Taylor Lenze offered two Fulbright Scholarships

July 26, 2016

Recent graduate Taylor Lenze will travel to Austria this fall on a Fulbright Scholarship.

When in elementary school, Taylor Lenze became intrigued by the German language.

To her, it was something different—most of her classmates wanted to learn Spanish. Lenze said she liked the way German words were pronounced.

“It was the language that sounded the coolest,” said Lenze. “I was so into it that my dad bought me a German picture book that we’d read at home.”

She enjoyed learning about the German language and culture, but said she didn’t think about traveling there until college.

“Before that, I’d been to Canada and Pennsylvania. I didn’t realize that it would be possible for me to travel much, especially internationally,” Lenze said.

While at UM-Dearborn, she had professors—namely Lecturer Liana McMillian and Professor Jackie Vansant—who encouraged her to gain educational experiences abroad.

And when Lenze shared that she didn’t think it was financially feasible, they also introduced her to applying for traveling scholarships and grants.

“They changed my life. Until then, I had no idea that there were so many possibilities out there for me,” she said. “I thought travel was for wealthy people to go on cruises. It didn’t cross my mind that you could travel for education and research and there was financial help out there for you to do it.”

And that encouragement led to Lenze landing not one, but two Fulbright Scholarships.

The 2016 CASL graduate, who majored in English and minored in German, was offered English Teaching Assistant (ETA) program grants in high school-level equivalent classrooms, one in Germany and another in Austria.

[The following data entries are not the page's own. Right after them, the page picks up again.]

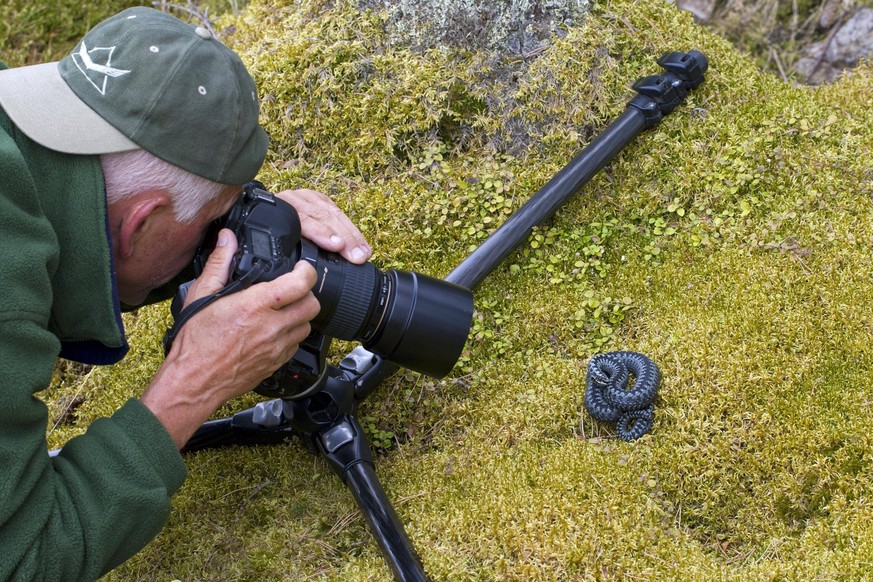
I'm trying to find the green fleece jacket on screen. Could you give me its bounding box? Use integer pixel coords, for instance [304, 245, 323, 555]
[0, 97, 186, 580]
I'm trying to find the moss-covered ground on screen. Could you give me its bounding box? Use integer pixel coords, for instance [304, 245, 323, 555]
[8, 0, 873, 581]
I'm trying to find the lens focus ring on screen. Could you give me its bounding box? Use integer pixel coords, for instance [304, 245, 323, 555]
[313, 263, 378, 340]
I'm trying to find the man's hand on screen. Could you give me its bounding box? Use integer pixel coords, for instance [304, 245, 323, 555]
[276, 189, 373, 265]
[141, 229, 319, 449]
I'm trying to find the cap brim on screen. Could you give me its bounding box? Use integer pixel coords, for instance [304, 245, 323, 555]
[0, 63, 139, 154]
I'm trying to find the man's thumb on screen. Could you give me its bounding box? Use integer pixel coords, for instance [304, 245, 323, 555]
[186, 228, 237, 303]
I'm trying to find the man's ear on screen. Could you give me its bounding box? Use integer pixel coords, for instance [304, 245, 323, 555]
[118, 192, 173, 257]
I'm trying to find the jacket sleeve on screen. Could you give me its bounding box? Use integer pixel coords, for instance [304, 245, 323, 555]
[0, 123, 185, 580]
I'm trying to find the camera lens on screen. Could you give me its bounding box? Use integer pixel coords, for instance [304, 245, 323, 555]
[300, 239, 473, 378]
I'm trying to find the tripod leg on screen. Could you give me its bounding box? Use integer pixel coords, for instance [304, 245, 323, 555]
[315, 415, 428, 581]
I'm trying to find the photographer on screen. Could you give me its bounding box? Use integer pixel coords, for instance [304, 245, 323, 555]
[0, 8, 370, 580]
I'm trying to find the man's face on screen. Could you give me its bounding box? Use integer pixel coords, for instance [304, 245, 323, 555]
[116, 191, 236, 305]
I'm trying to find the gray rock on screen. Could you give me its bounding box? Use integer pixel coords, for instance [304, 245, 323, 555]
[359, 0, 590, 56]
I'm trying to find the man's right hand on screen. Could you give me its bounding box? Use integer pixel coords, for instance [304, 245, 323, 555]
[141, 229, 319, 449]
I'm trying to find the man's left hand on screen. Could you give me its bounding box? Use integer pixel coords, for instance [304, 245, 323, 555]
[276, 189, 373, 265]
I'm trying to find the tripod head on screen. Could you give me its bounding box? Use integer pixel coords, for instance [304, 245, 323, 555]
[184, 51, 709, 580]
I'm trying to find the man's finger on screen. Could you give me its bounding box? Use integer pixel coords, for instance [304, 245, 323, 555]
[185, 228, 237, 303]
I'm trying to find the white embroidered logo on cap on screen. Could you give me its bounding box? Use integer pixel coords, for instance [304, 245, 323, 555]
[71, 42, 130, 95]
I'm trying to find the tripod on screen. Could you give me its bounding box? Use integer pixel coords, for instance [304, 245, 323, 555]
[184, 51, 708, 581]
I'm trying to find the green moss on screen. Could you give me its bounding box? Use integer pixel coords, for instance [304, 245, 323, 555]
[30, 0, 873, 580]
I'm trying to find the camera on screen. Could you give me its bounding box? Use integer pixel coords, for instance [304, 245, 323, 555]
[180, 182, 473, 396]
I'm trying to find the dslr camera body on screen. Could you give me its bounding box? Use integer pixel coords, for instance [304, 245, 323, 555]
[165, 182, 473, 399]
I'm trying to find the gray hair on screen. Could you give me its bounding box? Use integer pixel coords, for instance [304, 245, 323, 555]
[100, 149, 239, 223]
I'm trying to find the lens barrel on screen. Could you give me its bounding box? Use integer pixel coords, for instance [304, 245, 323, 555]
[300, 239, 473, 378]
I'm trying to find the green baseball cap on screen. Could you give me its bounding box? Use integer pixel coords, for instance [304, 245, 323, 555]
[0, 7, 268, 184]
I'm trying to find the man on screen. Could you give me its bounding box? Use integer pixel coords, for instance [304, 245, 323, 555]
[0, 8, 370, 580]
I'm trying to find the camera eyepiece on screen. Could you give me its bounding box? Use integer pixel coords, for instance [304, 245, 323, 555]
[221, 182, 473, 384]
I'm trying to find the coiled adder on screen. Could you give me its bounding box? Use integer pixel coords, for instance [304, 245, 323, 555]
[585, 352, 661, 441]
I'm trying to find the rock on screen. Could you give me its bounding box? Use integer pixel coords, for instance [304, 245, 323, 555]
[359, 0, 590, 57]
[794, 8, 873, 84]
[676, 0, 715, 24]
[825, 8, 873, 69]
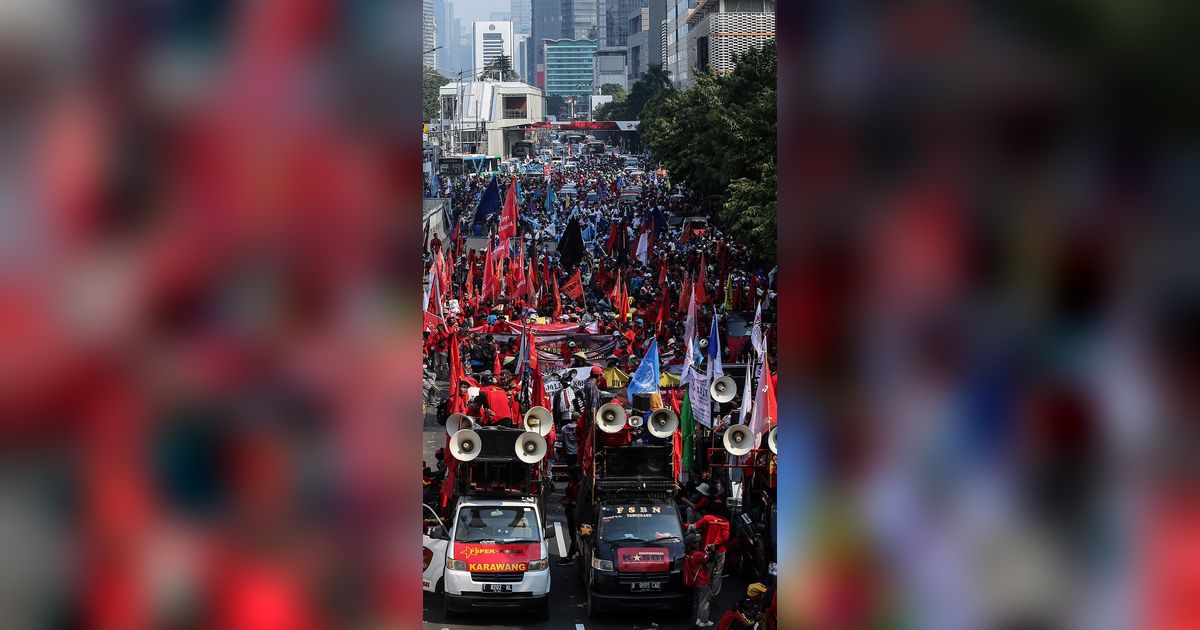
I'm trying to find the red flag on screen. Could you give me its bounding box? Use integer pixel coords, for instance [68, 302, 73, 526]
[458, 256, 475, 298]
[671, 389, 683, 479]
[676, 278, 691, 313]
[620, 277, 629, 323]
[563, 269, 583, 300]
[692, 254, 708, 304]
[497, 180, 517, 241]
[480, 234, 496, 298]
[553, 274, 563, 323]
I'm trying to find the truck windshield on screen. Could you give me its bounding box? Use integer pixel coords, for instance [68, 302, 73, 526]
[454, 506, 541, 545]
[600, 505, 683, 542]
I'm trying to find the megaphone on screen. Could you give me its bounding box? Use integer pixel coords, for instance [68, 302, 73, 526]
[516, 431, 546, 463]
[646, 408, 679, 438]
[596, 402, 629, 433]
[524, 407, 554, 437]
[446, 414, 475, 437]
[450, 428, 481, 462]
[708, 377, 738, 402]
[721, 425, 754, 455]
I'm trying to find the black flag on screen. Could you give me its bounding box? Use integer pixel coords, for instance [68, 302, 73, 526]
[558, 216, 583, 271]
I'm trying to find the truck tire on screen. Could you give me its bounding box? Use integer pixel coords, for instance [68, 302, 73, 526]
[533, 595, 550, 622]
[584, 587, 600, 619]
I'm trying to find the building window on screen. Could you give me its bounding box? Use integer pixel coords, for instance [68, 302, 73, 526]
[504, 96, 529, 118]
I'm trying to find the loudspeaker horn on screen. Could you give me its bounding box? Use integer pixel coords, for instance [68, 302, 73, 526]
[446, 414, 476, 437]
[646, 408, 679, 438]
[596, 402, 629, 433]
[708, 377, 738, 402]
[524, 407, 554, 437]
[721, 425, 754, 455]
[516, 431, 546, 463]
[450, 428, 481, 462]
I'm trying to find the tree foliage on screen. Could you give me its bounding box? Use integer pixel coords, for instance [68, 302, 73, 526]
[626, 42, 778, 258]
[592, 65, 674, 120]
[422, 67, 450, 120]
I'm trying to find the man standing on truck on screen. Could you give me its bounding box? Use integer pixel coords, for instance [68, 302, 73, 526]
[683, 544, 713, 628]
[688, 514, 730, 598]
[558, 463, 580, 564]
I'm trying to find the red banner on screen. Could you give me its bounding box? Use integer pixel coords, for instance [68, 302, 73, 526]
[454, 542, 541, 572]
[617, 547, 671, 574]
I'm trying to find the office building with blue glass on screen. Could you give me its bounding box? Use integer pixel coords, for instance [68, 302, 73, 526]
[544, 38, 596, 108]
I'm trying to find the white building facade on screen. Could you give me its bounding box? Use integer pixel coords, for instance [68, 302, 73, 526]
[438, 80, 546, 156]
[472, 22, 516, 76]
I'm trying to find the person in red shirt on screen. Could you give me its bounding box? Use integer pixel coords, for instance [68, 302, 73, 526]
[683, 537, 713, 628]
[688, 514, 730, 598]
[479, 374, 512, 426]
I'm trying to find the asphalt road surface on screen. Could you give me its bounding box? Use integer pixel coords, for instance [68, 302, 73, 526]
[421, 382, 748, 630]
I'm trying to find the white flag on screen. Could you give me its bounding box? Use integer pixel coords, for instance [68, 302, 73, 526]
[679, 278, 696, 385]
[750, 302, 767, 356]
[750, 345, 774, 446]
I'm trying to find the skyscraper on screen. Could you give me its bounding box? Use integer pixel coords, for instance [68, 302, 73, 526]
[664, 0, 698, 88]
[421, 0, 438, 68]
[472, 22, 516, 76]
[526, 0, 570, 88]
[509, 0, 533, 35]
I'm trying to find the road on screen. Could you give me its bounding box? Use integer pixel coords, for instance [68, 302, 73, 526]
[421, 383, 746, 630]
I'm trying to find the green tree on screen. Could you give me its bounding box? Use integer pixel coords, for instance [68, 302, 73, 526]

“Taylor is an ideal candidate for the teaching assistantship position and it is not at all surprising that she received offers to work as a teaching assistant in both Germany and Austria,” said Vansant, who has known Lenze since Lenze’s first year on campus. “She has been well prepared through her course work at UM-D and shown how well she can work with students as a tutor in the language lab. Taylor is creative, flexible, open to new cultures, and eager to share information about her own culture.”

Lenze said she chose to take the ETA position in Vienna, Austria, because of Vansant’s stories of the location and a previous experience with the German-speaking city.

“I only stopped for a weekend on my way from Hungary to Germany, but I immediately fell in love with Vienna,” said Lenze, who traveled to Germany on a previous educational grant. “I saw why Jackie (Vansant) spends so much time there. When I walked around the city, they have book carts all over! In the center of town, there’s a free opera broadcast and there are museums everywhere. To me, it was magical— a magical place where I could speak in German.”

Leaving in September for her new adventure, Lenze will be in Vienna for nearly a year. She said she will miss her family and friends, but is looking forward to this new chapter in her life.

“Growing up I wanted to be an English teacher. I just happened to fall in love with the German language,” Lenze said. “Now I get to teach English, use German and be in an enchanting place. It’s what I went to school for—and it’s all come together so perfectly.”